Feasibility Study of Autoignition Process in Heavy-Oil Reservoirs

Abstract

Abstract Heavy oil is an important part of the energy resource in the world. With today's increasing demand for energy resources, heavy oil recovery is under great attention. Heavy oil deposits in Middle East are in fractured carbonate-type reservoirs that have not been studied in the literature. One of the important factors in the feasibility of in situ combustion (ISC) on a heavy oil reservoir to sustain fireflood is the auto-ignition temperature under reservoir conditions.

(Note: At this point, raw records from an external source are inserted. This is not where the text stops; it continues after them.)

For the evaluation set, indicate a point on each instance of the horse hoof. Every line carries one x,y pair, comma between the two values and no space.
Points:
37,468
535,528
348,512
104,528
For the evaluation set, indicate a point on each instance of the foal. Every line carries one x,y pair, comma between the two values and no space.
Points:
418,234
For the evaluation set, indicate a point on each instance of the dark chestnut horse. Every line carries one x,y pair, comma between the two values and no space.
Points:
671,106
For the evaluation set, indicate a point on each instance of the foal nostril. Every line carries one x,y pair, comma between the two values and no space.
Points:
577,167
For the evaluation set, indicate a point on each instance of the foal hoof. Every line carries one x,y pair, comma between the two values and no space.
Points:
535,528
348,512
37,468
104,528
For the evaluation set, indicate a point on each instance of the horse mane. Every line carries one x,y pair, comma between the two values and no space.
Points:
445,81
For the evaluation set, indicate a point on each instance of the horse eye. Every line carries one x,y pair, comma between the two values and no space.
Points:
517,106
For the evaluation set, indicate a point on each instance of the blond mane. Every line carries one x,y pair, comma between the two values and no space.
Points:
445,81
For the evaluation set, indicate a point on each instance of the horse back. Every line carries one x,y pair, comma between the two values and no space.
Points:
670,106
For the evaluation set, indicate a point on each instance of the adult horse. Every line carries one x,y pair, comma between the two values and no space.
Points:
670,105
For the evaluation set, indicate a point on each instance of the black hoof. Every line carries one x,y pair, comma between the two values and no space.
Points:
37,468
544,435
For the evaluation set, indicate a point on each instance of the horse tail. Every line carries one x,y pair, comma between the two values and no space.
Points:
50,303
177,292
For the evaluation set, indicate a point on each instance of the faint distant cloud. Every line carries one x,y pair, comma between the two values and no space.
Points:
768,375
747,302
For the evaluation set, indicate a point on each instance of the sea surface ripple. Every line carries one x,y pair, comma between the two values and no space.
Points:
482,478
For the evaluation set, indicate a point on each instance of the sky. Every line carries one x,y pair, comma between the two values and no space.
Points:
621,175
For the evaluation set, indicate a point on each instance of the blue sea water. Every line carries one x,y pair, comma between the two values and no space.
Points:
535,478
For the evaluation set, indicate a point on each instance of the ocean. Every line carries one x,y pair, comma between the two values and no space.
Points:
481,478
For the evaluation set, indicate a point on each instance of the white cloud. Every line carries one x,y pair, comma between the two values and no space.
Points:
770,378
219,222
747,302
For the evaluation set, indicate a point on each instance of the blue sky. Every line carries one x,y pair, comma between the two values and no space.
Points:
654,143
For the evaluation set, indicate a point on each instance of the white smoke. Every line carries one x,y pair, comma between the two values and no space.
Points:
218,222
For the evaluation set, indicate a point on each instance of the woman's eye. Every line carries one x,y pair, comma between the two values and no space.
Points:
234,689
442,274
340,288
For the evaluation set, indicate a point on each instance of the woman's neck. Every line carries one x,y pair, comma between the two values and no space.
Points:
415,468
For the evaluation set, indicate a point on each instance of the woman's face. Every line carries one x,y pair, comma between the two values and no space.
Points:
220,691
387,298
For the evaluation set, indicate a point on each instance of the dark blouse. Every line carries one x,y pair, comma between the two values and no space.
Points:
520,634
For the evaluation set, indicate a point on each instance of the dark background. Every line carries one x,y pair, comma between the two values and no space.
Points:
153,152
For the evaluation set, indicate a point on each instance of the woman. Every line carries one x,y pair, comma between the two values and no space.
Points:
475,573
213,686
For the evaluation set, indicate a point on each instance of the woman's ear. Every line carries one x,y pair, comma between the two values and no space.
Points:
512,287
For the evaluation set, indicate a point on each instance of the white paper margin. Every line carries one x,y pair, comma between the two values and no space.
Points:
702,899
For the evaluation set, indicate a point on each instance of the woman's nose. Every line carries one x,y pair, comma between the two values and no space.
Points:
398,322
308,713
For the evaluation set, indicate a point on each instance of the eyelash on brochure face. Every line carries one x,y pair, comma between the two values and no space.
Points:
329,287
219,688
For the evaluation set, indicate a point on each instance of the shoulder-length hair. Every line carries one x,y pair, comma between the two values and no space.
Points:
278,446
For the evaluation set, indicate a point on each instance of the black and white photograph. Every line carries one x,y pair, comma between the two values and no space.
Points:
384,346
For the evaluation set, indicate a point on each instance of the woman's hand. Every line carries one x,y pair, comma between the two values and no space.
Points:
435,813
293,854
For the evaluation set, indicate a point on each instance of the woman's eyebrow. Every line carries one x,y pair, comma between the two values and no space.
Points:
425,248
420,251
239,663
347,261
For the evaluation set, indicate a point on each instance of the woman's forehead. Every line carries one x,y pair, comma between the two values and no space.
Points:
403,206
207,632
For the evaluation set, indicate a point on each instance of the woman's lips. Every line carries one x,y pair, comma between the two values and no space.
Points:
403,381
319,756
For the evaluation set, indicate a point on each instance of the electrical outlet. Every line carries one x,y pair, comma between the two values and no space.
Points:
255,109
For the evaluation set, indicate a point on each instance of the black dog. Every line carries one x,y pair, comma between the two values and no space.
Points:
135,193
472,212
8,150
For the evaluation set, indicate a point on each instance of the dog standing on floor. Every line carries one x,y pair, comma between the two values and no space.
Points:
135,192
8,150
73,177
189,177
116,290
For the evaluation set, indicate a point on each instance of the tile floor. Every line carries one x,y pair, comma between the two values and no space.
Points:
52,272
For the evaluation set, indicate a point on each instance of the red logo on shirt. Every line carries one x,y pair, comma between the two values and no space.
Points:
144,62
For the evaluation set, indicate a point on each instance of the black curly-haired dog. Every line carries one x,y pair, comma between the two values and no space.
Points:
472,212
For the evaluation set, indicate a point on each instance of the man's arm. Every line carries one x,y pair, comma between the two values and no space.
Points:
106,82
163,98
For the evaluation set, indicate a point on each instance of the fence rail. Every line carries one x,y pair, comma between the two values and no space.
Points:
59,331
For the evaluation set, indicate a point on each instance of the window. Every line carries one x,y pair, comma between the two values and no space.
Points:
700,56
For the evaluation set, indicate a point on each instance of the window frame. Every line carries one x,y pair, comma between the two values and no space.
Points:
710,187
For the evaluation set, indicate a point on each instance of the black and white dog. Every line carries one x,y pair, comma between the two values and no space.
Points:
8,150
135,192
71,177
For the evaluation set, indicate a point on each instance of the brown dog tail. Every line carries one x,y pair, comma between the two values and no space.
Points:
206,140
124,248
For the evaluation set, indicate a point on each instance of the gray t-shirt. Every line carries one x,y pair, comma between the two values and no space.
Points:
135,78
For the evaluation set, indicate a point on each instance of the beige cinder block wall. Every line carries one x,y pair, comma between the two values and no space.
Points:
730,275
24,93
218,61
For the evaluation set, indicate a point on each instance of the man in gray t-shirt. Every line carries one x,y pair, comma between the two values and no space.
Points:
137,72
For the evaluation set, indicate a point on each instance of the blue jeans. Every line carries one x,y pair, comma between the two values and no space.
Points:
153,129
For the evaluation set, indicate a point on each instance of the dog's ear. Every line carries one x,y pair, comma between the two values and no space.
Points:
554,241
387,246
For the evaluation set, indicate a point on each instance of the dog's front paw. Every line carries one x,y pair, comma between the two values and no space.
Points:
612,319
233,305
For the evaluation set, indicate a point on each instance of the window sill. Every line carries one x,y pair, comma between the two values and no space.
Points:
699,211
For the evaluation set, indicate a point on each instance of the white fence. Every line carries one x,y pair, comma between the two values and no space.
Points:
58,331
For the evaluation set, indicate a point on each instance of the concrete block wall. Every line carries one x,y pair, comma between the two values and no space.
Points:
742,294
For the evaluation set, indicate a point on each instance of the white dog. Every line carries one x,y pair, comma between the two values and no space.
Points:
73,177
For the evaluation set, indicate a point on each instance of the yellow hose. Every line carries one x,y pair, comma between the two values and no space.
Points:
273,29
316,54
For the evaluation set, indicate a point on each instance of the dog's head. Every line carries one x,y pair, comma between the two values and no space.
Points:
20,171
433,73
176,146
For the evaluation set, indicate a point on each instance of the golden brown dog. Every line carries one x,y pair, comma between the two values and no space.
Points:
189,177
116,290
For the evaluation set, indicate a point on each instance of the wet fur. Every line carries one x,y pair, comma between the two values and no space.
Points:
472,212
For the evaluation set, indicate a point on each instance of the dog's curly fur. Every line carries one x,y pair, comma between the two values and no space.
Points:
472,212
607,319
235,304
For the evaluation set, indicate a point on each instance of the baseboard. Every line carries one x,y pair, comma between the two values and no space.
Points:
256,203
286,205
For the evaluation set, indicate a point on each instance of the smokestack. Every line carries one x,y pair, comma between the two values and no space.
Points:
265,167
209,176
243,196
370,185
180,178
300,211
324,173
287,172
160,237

In this study, the kinetic model of different heavy oil samples from South West Iran mixed with silica sand or crushed carbonate rock and clay were studied using Thermogravimetric Analyzer (TGA) and Differential Scanning Calorimeter (DSC) techniques. The reactions were carried using air enriched with different percentages of oxygen. Two sets of experiments for the combustion of crude oil samples were carried out by TGA equipment for the determination of auto-ignition temperature. In the first, the system was operated non-isothermally with a linear temperature rise 10°C/min; while in the second the reaction was conducted isothermally at different temperatures. In both kinds of experiments the CO, CO2, hexane and propane in the exhaust gases from the TGA, were measured by an Infrared Analyzer (IR). Based on the TGA runs performed, it is concluded that auto ignition was related to the percentage of enriched air for both the silica sand and carbonate rock in the presence of clay. In addition, as expected in DSC run under non-isothermal Low Temperature Combustion (LTC) and High Temperature Combustion (HTC) reactions clearly reveal exothermic peaks.